- Theatrical poster
- Directed by: Robert Cuffley
- Written by: Robert Cuffley Jason Long
- Produced by: Carolyn McMaster
- Starring: Katharine Isabelle Nicholas Campbell Brendan Fletcher Philip DeWilde
- Cinematography: Mark Dobrescu
- Edited by: Ken Berry
- Music by: Mike Shields
- Release date: October 2001;
- Running time: 109 minutes
- Country: Canada
- Language: English

= Turning Paige =

Turning Paige is a 2001 Canadian drama film directed by Robert Cuffley. The film focuses on the life of Paige (Katharine Isabelle) and her family as she comes to terms with tragedy in the family's past. The film's title refers to the phrase "turn the page" as the central character must come to terms with her past and put it behind her if she is to move on in life.

==Plot==
The plot revolves around the life of aspiring writer and high school student Paige Fleming. Paige incorporates aspects of her life into her fictional stories. Living alone with her father Ross (Nicholas Campbell) a recovering alcoholic, their lives are upset by the return of Paige's brother Trevor (Philip DeWilde) who has been absent for two years.

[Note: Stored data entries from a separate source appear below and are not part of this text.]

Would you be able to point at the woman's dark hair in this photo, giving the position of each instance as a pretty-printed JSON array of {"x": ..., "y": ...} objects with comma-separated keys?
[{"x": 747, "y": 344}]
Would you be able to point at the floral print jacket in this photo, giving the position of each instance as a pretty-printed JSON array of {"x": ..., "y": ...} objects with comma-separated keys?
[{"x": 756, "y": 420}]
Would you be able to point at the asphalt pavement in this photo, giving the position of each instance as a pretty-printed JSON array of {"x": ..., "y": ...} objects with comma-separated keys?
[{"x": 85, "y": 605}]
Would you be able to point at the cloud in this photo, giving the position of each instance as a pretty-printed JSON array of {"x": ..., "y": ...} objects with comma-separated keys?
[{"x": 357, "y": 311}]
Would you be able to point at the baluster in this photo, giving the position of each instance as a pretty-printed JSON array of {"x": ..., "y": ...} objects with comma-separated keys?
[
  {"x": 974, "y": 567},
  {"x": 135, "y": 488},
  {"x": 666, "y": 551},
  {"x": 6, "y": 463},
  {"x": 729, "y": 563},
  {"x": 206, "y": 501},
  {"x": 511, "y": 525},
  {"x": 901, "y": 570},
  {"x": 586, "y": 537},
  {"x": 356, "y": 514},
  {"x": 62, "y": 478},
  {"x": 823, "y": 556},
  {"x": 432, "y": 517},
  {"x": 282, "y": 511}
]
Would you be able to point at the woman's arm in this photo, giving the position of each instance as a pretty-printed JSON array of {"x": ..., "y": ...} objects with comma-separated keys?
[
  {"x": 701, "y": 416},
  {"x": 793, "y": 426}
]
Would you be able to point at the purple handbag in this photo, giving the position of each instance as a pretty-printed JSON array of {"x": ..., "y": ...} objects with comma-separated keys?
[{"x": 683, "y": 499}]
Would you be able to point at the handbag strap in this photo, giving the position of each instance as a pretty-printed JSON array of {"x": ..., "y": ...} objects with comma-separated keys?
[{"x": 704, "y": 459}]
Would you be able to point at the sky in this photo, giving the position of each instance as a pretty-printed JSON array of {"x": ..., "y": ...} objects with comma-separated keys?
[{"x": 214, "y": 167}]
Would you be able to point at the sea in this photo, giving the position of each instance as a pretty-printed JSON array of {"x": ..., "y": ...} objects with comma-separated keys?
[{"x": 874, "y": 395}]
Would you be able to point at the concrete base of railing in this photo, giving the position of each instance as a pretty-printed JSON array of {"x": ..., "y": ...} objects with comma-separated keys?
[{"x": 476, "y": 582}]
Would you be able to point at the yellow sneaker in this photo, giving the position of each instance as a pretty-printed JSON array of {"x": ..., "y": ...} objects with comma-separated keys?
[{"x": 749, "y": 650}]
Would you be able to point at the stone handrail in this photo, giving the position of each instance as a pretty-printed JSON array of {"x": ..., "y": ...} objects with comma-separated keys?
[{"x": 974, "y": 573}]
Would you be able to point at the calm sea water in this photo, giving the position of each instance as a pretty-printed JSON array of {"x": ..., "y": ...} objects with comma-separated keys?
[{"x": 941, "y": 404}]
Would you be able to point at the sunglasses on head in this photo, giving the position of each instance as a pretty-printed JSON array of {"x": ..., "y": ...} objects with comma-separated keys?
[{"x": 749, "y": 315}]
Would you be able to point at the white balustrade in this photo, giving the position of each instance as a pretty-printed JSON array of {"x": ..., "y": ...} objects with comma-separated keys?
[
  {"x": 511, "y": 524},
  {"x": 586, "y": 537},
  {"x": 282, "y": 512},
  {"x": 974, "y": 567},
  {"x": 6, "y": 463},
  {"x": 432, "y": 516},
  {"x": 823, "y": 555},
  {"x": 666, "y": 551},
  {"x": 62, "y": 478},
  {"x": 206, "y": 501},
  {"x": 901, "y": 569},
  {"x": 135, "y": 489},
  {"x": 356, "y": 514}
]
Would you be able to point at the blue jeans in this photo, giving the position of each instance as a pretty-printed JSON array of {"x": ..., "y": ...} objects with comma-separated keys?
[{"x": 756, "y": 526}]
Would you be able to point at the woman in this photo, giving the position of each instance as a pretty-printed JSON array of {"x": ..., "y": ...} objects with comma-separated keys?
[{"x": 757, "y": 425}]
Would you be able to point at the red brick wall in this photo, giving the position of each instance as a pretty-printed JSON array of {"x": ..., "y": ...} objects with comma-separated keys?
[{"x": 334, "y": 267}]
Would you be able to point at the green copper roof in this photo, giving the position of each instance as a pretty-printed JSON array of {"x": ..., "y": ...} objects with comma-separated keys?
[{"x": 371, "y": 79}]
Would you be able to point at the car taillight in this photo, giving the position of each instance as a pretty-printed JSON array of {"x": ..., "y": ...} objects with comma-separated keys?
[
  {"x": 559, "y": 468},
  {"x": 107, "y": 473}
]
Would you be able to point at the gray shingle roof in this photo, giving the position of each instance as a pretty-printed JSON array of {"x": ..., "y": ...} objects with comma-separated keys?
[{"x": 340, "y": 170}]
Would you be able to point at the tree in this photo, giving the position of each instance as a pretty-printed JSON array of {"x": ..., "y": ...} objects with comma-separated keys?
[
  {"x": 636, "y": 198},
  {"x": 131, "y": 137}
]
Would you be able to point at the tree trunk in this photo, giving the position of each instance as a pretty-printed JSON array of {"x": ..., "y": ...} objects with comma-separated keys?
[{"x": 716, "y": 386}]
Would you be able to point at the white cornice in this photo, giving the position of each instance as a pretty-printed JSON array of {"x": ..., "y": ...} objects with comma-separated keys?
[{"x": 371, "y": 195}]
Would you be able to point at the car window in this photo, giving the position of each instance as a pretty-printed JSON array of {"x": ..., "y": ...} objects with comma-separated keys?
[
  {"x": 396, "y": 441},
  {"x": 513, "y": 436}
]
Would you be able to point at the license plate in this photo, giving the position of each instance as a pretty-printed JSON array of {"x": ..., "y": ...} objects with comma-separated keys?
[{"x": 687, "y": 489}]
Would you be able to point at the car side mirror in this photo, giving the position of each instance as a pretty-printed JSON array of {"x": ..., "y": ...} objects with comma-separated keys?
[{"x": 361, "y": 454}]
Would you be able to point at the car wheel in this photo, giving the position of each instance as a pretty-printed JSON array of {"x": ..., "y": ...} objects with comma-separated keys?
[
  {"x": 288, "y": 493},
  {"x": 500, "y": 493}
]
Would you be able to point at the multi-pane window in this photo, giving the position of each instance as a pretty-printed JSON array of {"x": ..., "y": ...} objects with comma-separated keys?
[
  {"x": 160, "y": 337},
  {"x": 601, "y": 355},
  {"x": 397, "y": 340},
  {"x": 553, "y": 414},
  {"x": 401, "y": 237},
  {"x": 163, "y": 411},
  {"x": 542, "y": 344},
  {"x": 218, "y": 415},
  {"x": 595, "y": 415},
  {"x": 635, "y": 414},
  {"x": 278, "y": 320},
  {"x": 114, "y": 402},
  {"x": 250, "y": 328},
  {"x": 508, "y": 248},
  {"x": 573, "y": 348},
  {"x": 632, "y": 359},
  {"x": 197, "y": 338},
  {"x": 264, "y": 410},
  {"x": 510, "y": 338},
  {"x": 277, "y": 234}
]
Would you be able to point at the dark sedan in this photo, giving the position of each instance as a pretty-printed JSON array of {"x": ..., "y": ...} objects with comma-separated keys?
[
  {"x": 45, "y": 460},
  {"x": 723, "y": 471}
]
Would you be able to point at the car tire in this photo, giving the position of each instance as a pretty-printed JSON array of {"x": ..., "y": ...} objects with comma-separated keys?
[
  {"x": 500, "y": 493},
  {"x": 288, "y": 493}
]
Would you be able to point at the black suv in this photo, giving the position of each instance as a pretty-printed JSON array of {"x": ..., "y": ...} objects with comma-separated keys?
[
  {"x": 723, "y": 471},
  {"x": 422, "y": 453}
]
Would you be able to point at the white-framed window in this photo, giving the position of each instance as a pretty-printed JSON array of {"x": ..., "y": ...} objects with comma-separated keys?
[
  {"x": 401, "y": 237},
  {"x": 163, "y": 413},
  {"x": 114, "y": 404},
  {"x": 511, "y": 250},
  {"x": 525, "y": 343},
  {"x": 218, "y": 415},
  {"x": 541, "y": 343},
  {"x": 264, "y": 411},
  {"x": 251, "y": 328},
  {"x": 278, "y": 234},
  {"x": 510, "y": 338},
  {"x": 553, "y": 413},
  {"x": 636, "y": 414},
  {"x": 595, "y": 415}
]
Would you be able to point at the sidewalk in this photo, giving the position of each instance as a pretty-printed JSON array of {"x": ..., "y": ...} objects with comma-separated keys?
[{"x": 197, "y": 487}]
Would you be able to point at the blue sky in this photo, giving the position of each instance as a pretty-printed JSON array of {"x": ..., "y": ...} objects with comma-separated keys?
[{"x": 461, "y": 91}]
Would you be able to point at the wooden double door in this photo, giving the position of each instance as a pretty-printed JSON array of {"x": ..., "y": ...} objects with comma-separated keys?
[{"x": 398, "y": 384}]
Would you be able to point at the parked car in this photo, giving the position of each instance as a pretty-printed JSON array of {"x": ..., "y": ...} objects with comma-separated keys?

His return forces Paige to address her life and memories of the tragic suicide of her mother.

==Cast==
- Katharine Isabelle as Paige Fleming
- Nicholas Campbell as Ross Fleming
- Torri Higginson as Sheila Newlands
- Brendan Fletcher as Jeff Simms
- Philip DeWilde as Trevor Fleming
- Nikki Barnett as Danielle Whitaker
- John Diamond as Steve Pettle
- Chris Kelly as Chet
- David McClelland as Chet's Dad
- Janet Monid as Woman In Woods
- Dawn McKelvie Cyr as Social Worker
- Charlie Rhindress as Chris

==Nominations and awards==
Turning Paige was nominated for four Genie awards in 2002; Best Actor, Best Supporting Actor, Best Music Composition and Best Art Direction. It won Best Western Canada Screenplay and Telefilm Canada Best Emerging Western Canadian Feature-Film Director at the 20th Annual Vancouver International Film Festival in 2001. It won the Alberta Film and Television Award for both Best Director, and Best Editor, Dramatic.